What I thought would be interesting is a time line of the Ga. Constitution, Ga. Legislation and Ga. Court decisions (Superior and, when established, Supreme). I may be the only one interested but knowing how we got from an uninfringed Right to a very infringed privilege gives insight on how to unwind it all.

Thanks again! I'll try not to bother you with many first year law student questions.
Wiley, the dates are on each of the citations, above, in parentheses at the end. The Georgia constitutional provision was adopted in 1868 (three years after the Civil War). This preceded the US v. Cruikshank decision by the United States Supreme Court by seven years (Cruikshank is the case that held that the federal Second Amendment was no limit on the states but only the federal government).

As a footnote, Cruikshank predated the modern doctrine of the Fourteenth Amendment incorporating the Bill of Rights, so it is doubtful that Cruikshank is still good law. It is pretty readily accepted nowadays that, for example, the constitutional right to counsel is binding against the states, as is the Fourth Amendment right to be free from unreasonable searches and seizures. There is no reason why the Second Amendment would not be held to also bind the states, which was the early understanding anyway (see Nunn v. State, which you already read twice). Moreover, there is direct Congressional testimony on the issue of southern states denying blacks the right to keep and bear arms as one of the justifications for passage of the 14th Am.

Anyway, since it predated the Cruikshank decision, I do not know what was the justification for adoption of Georgia's constitutional right to keep and bear arms in 1868, but I bet an enterprising, motivated person with a little time on his hands could find out! I do not have a ready source for legislative history from the mid-1800s, but I would be shocked if some of the law school libraries around do not have it.

Some of the court cases from the time may discuss it. Look at the citations in the opinions for other cases on the same subject.

Are you a first year law student?
 
#18 ·
ICP_Juggalo said:
Sounds like these past rulings are one of an emotional sense and not a legal one. It's nice to see a judge putting their own personal feelings ahead of the constitution :roll:
You mean like the majority of the Supreme Court today, or are you talking about the cases above? :lol:
 
#19 ·
Are you a first year law student?
Nope. I'm doing this for fun :shock: and interest. In the real world I'm a retired computer programmer/analyst.

The first year law student comment came from my realization that I didn't even know what questions to ask, how to begin finding what I thought I wanted, and how to interperet the citations.

The 'Nunn v.

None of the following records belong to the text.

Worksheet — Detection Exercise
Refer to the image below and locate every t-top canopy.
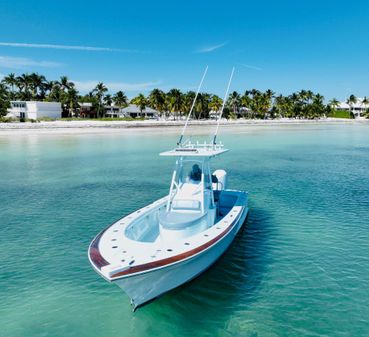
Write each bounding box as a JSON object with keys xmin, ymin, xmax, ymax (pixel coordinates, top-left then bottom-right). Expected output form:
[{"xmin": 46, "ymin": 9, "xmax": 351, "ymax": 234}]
[{"xmin": 160, "ymin": 142, "xmax": 229, "ymax": 158}]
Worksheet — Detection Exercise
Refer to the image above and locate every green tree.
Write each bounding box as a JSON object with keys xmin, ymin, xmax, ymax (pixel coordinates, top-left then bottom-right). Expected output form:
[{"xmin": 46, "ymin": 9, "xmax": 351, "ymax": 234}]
[
  {"xmin": 346, "ymin": 95, "xmax": 357, "ymax": 114},
  {"xmin": 112, "ymin": 91, "xmax": 128, "ymax": 108},
  {"xmin": 2, "ymin": 73, "xmax": 18, "ymax": 100},
  {"xmin": 227, "ymin": 91, "xmax": 241, "ymax": 115},
  {"xmin": 92, "ymin": 82, "xmax": 108, "ymax": 117},
  {"xmin": 209, "ymin": 95, "xmax": 223, "ymax": 113},
  {"xmin": 0, "ymin": 83, "xmax": 10, "ymax": 117},
  {"xmin": 131, "ymin": 94, "xmax": 147, "ymax": 117},
  {"xmin": 167, "ymin": 89, "xmax": 183, "ymax": 119},
  {"xmin": 148, "ymin": 89, "xmax": 166, "ymax": 117}
]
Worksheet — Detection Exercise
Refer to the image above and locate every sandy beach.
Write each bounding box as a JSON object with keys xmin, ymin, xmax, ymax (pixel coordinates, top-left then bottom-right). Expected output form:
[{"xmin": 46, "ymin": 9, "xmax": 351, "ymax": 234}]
[{"xmin": 0, "ymin": 118, "xmax": 369, "ymax": 136}]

State' reference alone gave me something to look for (a search for 'Supreme court decisions' was a bust) and lead to Guncite and that lead to looking for a 'Legal Manual of Style' and on....

I kinka take the Constitution and Law seriously. What's written is important and how it came to be written is important. Precident!

ICP_Juggalo: I can understand the Judges feelings but, I agree with you. Emotion should not color the law. I carry for two reasons: To exercise my right so that I will always be able to and; So that if I need it a means of defense will be available. The former I am happy to do, the latter I am sorry I feel the need.

Later all.

John

P.S. I asked that all this be moved to a separate thread as it was taking the original thread way off topic.